We have two other blood test results that aren’t in yet. One is checking for the tick thing (I’m not getting into that explanation. Just writing this all out is enough for today.) The other test is to see if she is a high histamine releasing person. There are medical names for these but I just can’t remember them.
Anyway, the allergist recommended we continue to feed her well cooked ground beef, as she is TOLERATING it. That’s the important word.
It’s scary to knowingly feed your child a food you know she is allergic to. But I’ve unknowingly fed it to her for several years. And the downside to complete elimination is she MIGHT possibly lose her tolerance.
The Huzz and I had a convo about giving her a small amount of ground beef with hashbrowns on Saturday mornings. That way she has it first thing in the morning and we are both with her all day.
Let me just tell y’all something. Today, I felt peace that surpasses all understanding. I was prayed up. I prayed no matter what we learned today, I would joyfully say, “Lord, Your will and Your way.”
When SG had her RAST test for beef, we decided to go ahead and check her milk and egg levels.
I prayed her milk level would have gone down, or at least stayed the same. Instead, it rocketed off of the charts. And her egg whites went WAY up. Egg yolk went up, too, but was the least dramatic.
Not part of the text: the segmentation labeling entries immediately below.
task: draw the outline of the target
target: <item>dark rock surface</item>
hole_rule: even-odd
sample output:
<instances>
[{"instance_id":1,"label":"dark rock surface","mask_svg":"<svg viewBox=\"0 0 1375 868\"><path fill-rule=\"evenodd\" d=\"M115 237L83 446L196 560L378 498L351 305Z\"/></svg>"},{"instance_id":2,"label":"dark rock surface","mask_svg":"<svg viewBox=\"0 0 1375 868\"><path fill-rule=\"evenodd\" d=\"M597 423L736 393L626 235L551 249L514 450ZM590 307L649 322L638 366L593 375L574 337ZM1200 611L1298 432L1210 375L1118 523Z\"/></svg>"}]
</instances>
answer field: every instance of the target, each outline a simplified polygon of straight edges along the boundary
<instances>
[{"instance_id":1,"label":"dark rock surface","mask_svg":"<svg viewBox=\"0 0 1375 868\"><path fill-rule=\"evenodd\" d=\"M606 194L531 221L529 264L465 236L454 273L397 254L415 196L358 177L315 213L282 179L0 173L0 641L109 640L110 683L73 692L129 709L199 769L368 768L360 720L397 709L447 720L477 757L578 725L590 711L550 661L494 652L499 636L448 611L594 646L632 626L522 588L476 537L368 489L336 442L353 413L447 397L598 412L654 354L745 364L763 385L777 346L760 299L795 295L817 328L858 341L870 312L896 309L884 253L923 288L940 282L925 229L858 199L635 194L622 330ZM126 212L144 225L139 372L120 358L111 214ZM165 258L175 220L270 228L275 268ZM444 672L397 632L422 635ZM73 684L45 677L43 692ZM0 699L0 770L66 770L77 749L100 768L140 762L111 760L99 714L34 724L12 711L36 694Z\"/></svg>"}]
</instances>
The last time I received her RAST numbers, I BURST into tears. I felt as if my world had come crashing down, for the second time. The initial diagnosis was a HARD day. Reading the hard facts about her RAST test a few weeks later devastated me yet again.
But not this time. I am disappointed. I would be lying if I said it’s all hunky dory. It’s not. But I serve a God who is bigger than food allergies. A friend reminded me that this is a “momentary affliction” in light of eternity. Those words played in my head driving home from the test.
God filled me with His grace and I was able to stand up straight and talk about what needed to be done and get through the appointment without falling apart.
And ya know what? As I’m typing this, a little tear is in my eye. I don’t know if it’s because I’m retelling this beef story, if it’s because I’m overwhelmed by God’s grace or both.
I’m a little 5’1 ball of emotion today.
I know that through it all, God is good. And as much as food allergies STINK and have changed our lives, it’s a part of us. We will continue to be vigilant parents and provide her with a normal childhood.
The Lord has gone before us and is the Alpha and Omega and that comforts me greatly.
“Do not be anxious about anything, but in everything, by prayer and petition, with thanksgiving, present your requests to God.
And the peace of God, which transcends all understanding,will guard your hearts and your minds in Christ Jesus.”